Researchers discover that it is the middle part of the brain that instructs the front part on adaptive behaviour.
BTSP
Representational image | Shutter stock

Researchers at Texas Children’s Hospital have found that the middle part of the brain guides the hippocampal region — the brain’s front part that is crucial for memory and navigation. The study, published in Nature, explains the underlying steps of a new neural pathway that governs how signalling occurs across the brain’s regions. This study will help shed light on how a person learns new things or behaves in new environments.

It is known that the brain’s neurons can reorganise their structure and connections in response to learning or adapting to new input from the external environment. This self-organising activity of the brain, or neuroplasticity, happens due to synaptic plasticity, or repeated communication between neurons at non-contact junctions called synapses. The repeated communication exchange between the neurons forms a neural network in response to an external signal.

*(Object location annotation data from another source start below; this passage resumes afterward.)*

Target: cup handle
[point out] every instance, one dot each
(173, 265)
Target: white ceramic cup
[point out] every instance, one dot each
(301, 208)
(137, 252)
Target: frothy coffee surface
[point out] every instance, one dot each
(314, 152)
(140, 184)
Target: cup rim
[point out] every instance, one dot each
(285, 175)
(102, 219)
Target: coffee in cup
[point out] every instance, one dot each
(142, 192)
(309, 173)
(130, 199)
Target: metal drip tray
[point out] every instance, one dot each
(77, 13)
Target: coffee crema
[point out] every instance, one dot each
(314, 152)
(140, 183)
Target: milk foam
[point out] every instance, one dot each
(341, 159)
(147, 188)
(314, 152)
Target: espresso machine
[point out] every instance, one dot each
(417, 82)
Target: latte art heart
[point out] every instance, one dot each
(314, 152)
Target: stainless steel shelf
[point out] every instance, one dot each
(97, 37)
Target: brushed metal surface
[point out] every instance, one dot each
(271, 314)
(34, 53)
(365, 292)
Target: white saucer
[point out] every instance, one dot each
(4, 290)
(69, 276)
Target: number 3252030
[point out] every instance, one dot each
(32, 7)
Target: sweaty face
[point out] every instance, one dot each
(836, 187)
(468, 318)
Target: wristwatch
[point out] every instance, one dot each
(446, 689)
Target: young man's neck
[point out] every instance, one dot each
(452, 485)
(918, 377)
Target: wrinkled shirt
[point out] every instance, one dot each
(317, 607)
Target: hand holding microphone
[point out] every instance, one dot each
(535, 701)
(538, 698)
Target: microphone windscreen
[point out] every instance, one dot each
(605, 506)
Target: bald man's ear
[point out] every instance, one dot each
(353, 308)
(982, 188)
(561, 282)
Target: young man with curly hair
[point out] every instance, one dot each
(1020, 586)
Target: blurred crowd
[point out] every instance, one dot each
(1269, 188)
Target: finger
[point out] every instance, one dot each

“It [the result of the study] completely changes our view of how learning-dependent changes in the brain occur and reveals new realms of possibilities that will transform and guide how we approach neurological and neurodegenerative disorders in the future,” said Dr Jeffrey Magee, professor at Baylor College of Medicine, in a statement.

The brain adaptability – or how it rewires in response to changes in the external environment, information, and experiences – has baffled scientists for long. However, various synaptic plasticity theories, like Hebbian’s theory that says “neurons that fire together, wire together”, were proposed to explain the same.

In 2021, Dr Jaffery Magee’s research team from the Baylor College of Medicine found evidence of change in the neurons’ activity of the hippocampus in response to adapting to a new activity or environment and termed it behavioural timescale synaptic plasticity (BTSP). The result also showed that an internal signal triggered the communication process between neurons in response to the external factor.

In the follow-up research in 2022, the research team conducted experiments on mice to identify the internal brain region that triggers the activity of neurons in the hippocampus. Brain neuron activity while the rodents ran on a treadmill in two different environments, were recorded.

First, sugar water was kept as a reward on the treadmill. After the mice ran each lap the position of the reward was changed. Researchers observed that the mice ran at the same speed to get at the reward. When the sugar water bottle was fixed on the treadmill, however, the mice slowed down when approaching it.

A powerful microscope recorded the mice’s brain activity in the experiment. The researchers observed an increased density and activity of specific neurons (place cells) in the front part of the brain, which is responsible for the changes in the behaviour of mice.

“The behaviour change was accompanied by increased density and activity of place cells around the hippocampal region. This indicated that changes in place cells can lead to adaptive reorganisation of mice’s brains,” Dr Christine Grienberger, a post-doctoral fellow in Dr Jaffery Magee’s lab at Texas Children’s Hospital, said in the statement.

However, the signal for the neuron activity was not observed in the hippocampus. Therefore, the researchers hypothesized that it could be coming from the brain’s middle – the entorhinal cortex – which acts as a gateway for the entry and exit of information to the hippocampus region.

To test the hypothesis, they switched off the function of a specific group of nerve fibres of the brain’s middle region and noticed that the activity and density of the place cells in the hippocampus also diminished immediately. Hence, the researchers concluded that the middle part of the brain controls the front part of the brain during neural activity.